Outras poesias foram lidas, ainda, na quarta-feira, desta vez trazidas pela nossa viageira Adelaide Câmara. Ela nos presenteou com Daniel Lima, grande poeta que partiu para as estrelas há pouco tempo, após uma longa vida de lutas e poesias.
Ao nasceres, tinhas o prefigurado rosto
Que hoje terias se houvesses sido tu mesmo
No tempo singular de tua vida.
Mas viveste o relógio, não teu tempo
e agora vê teu rosto:
o que dele te resta é a desfigurada
sombra do primeiro rosto
que não soubeste ter,
nem mereceste
E mais estas sobre a condição humana:
Há misérias nos homens
Os anjos cantam nas nuvens.
Era Sexta-feira Santa
Cristo morria.
Judas se enforcava.
E eu tomava sorvete.
Sobre os seus poemas após a sua morte:
Eu sou a metáfora de mim.
Por isto,quando eu morrer
morrerá meu poema.
Restarão apenas palavras sem sentido,
formas tornadas vãs de um mistério
Cuja chave perdida para sempre
No silêncio de morte
Ninguém encontrará.
E mais esta, uma das minhas preferidas, talvez por remeter a outros viageiros que navegam em incertos mares, os mares das palavras::
Minha mãe era feita de incertezas.
tecida de solidão de infindas luas.
Nunca assentou seu coração viageiro
de medo de esquecer o fim da viagem.
Não dormia, sonhava,
Vivia os sonhos acordada e louca
e amava a vida
com tal ódio e paixão, que até se percebia nos seus solhos,
nas mãos, nos gestos
na vontade de ser e o desespero
de não ser nunca e ainda.
E eu perguntava coisas
E ela não respondia,
apenas navegava incertos mares,
guiada por estrelas que eu não via.
Minha mãe era feita de incertezas
mas, por certo, sabia o que queria.
Daniel Lima, mais conhecido como Padre Daniel, embora não fosse mais padre há muito tempo, era pernambucano, de Timbaúba.
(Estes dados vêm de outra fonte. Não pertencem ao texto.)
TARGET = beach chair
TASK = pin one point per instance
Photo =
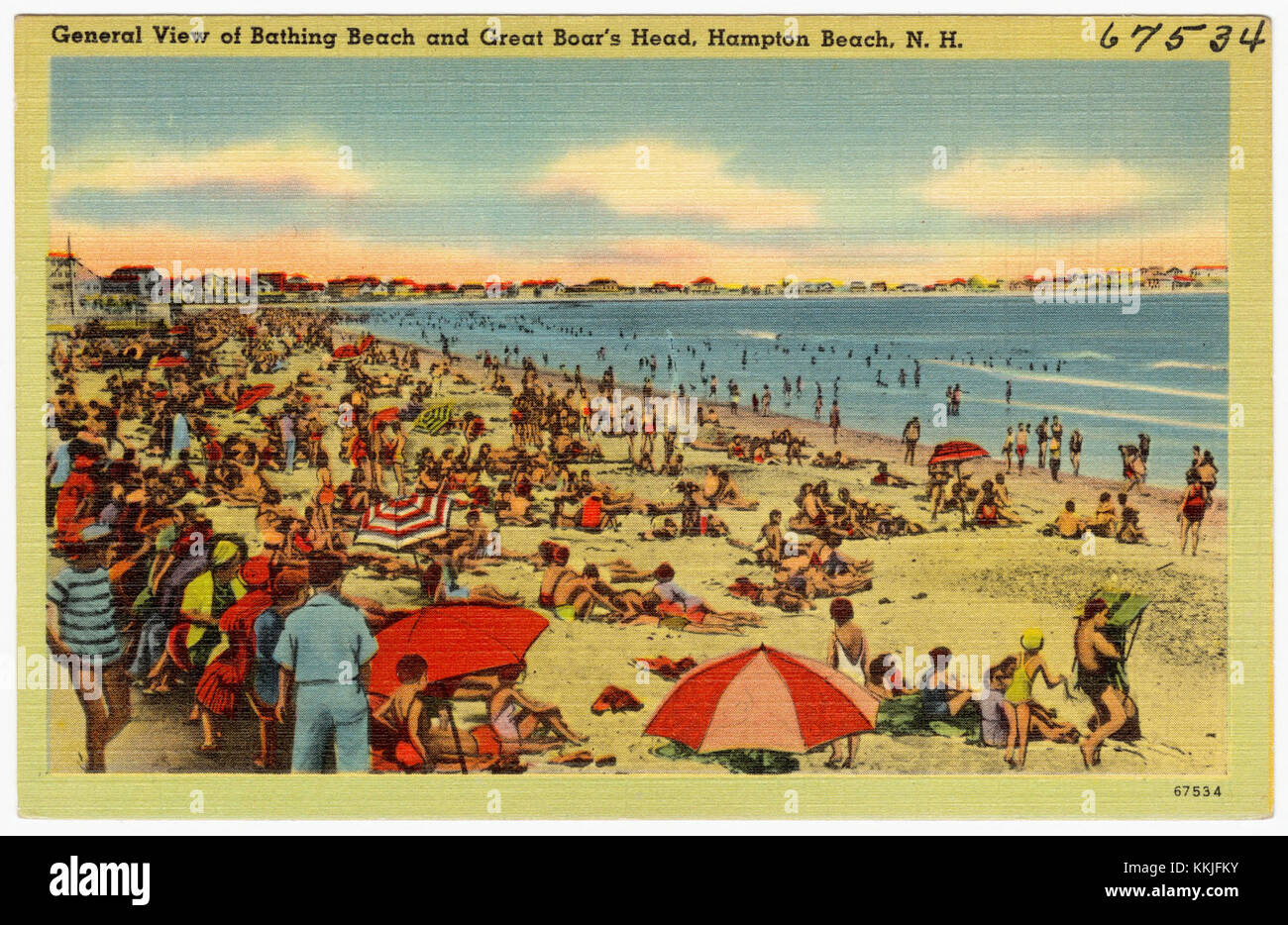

Inconformado com as injustiças sociais, com o sofrimento do homem do campo, fez parte da ala progressista da Igreja e também atuou nas Ligas Camponesas.Era um grande orador, encantava os seus alunos com a sua retórica e o seu carisma, tornando-se um nome sempre citado nas rodas acadêmicas e literárias de Pernambuco..
Estava no hospital, aos 95 anos de idade, ainda lúcido e solar quando soube que recebera o prêmio da Fundação Biblioteca Nacional, pelo seu primeiro livro de poesia Poemas publicado pela CEPE, e que havia sido escolhido por unanimidade, superando grandes poetas como Ferreira Gullar e Affonso Romano de Sant’ Anna. No inicio, ele pensou que se tratava de uma brincadeira, custou a acreditar. Não é uma brincadeira, perguntava.
Daniel Lima disse certa vez :
“Fico arrasado pela beleza que consegui apanhar na palavra que é tão pobre. O que escrevi me comove profundamente. O que eu escrevi passou de mim, transbordou-se do meu pensamento e da minha forma de configurar os objetos. Eu mesmo adoeço quando escrevo muita poesia.”
Jaboatão dos Guararapes, 12 de setembro de 2015
Lourdes Rodrigues
bom conhecer Daniel Lima. Grata Adelaide!